In week 3, I will gather information on the actual practice deployed by the company. To achieve this goal, I will interview the unit manager. In week 4 to 5, I will link theoretical processes or procedures to my organization’s code of practice. The goal here is to establish the differences between the actual practice and theory in approaches to reducing conflicts or appropriate communications in patient-centered care settings. In week 5, I will evaluate the findings and make recommendations necessary to breach the gap between theory and practice.

Conclusion

Nurses interact with patients during care delivery. The interaction may create room for destructive conflicts, which may impair patient-centered care delivery. Therefore, it is necessary to adopt an appropriate disciplinary action to nursing employees who engage in such destructive conflicts. The paper has discussed leadership SMART goal based on this concern that is achievable by week 6.

Reference List

American Nursing Association. (2015). Ethics. Web.

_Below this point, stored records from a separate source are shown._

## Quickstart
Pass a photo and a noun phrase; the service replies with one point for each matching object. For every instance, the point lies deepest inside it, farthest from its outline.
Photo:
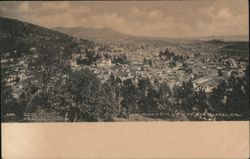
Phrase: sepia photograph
(124, 61)
(129, 79)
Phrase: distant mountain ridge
(102, 34)
(93, 33)
(227, 38)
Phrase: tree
(129, 93)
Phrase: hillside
(21, 36)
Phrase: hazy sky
(193, 18)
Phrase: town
(153, 81)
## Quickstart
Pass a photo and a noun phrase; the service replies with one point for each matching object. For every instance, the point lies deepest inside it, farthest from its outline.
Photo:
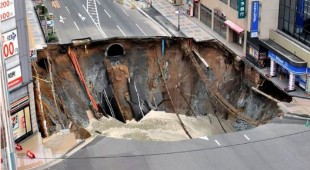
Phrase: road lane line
(246, 137)
(107, 13)
(98, 2)
(217, 142)
(96, 24)
(204, 137)
(76, 26)
(125, 12)
(141, 30)
(121, 30)
(68, 10)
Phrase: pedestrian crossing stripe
(55, 4)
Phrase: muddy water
(158, 126)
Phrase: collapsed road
(122, 80)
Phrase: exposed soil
(160, 82)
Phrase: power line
(175, 152)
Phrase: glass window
(205, 15)
(234, 4)
(294, 19)
(219, 25)
(224, 1)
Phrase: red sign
(9, 44)
(14, 77)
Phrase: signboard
(7, 9)
(254, 19)
(9, 44)
(241, 9)
(300, 15)
(286, 65)
(14, 77)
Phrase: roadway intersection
(98, 19)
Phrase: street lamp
(178, 12)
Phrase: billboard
(241, 8)
(254, 19)
(7, 9)
(9, 44)
(14, 77)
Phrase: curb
(145, 14)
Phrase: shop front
(286, 65)
(255, 53)
(235, 32)
(21, 119)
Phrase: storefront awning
(234, 26)
(284, 58)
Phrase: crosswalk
(55, 4)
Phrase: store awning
(284, 58)
(234, 26)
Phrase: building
(271, 34)
(17, 67)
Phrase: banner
(9, 44)
(7, 9)
(241, 9)
(254, 19)
(14, 77)
(300, 15)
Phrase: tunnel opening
(115, 50)
(148, 79)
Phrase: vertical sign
(9, 44)
(254, 19)
(300, 15)
(241, 9)
(14, 77)
(7, 9)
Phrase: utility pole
(5, 124)
(179, 17)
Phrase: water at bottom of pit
(160, 126)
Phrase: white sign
(9, 44)
(14, 77)
(7, 9)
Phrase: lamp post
(179, 18)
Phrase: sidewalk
(35, 34)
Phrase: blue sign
(287, 66)
(241, 8)
(300, 14)
(254, 19)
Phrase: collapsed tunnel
(141, 79)
(115, 50)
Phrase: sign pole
(9, 158)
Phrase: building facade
(15, 51)
(272, 34)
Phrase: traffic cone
(31, 155)
(18, 147)
(307, 123)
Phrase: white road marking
(61, 19)
(204, 137)
(97, 24)
(76, 26)
(81, 16)
(125, 12)
(68, 10)
(141, 30)
(246, 137)
(98, 2)
(107, 13)
(121, 30)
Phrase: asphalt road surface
(99, 19)
(281, 145)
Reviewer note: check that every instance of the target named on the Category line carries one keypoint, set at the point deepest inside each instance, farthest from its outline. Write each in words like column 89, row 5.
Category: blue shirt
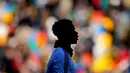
column 56, row 62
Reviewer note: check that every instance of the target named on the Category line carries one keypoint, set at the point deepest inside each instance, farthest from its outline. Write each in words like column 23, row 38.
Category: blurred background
column 26, row 39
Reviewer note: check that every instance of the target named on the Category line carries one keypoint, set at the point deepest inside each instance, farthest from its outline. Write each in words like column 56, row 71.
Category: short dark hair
column 62, row 26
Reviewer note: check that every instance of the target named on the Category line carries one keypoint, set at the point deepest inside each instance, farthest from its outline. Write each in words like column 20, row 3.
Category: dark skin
column 66, row 34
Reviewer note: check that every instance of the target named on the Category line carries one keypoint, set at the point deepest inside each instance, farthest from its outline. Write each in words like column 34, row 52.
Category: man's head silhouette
column 65, row 31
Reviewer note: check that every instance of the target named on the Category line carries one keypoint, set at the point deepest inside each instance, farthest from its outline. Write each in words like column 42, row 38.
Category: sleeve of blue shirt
column 56, row 61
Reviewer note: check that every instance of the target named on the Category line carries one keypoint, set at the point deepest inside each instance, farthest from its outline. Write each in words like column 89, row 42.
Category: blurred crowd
column 26, row 38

Cadmus, E. (2011). Your Role in Designing Healthcare. Nursing Management, 42(10), 32-42.

Roche, W., & Teague, P. (2012). Do conflict management systems matter? Human Resource Management journal, 51(8), 231–258.

Sepucha, K., Uzogarra, B., & O’Connor, M. (2008). Developing instruments to measure the quality of decisions: early results for a set of symptom-driven decisions. Patient Education Counseling, 73(3), 504–551.

Stanley, J., Gannon J., & Gabuat J. (2008). The clinical nurse leader: a catalyst for improving quality and patient safety. Journal of Nursing Management 16(5), 614-622.

Street, R., Makoul, G., Arora, K., & Epstein, M. (2009). How does communication heal? Pathways linking clinician-patient communication to health outcomes. Patient Education Counseling, 74(3), 295–301.

Wilson, L., Orff, S., Gerry, T., Shirley, B., Tabor, D., Caiazzo K., & Rouleau, D. (2013). Evolution of Innovative Roles: The Clinical Nurse Leader. Journal of Nursing Management, 21(1), 175–181.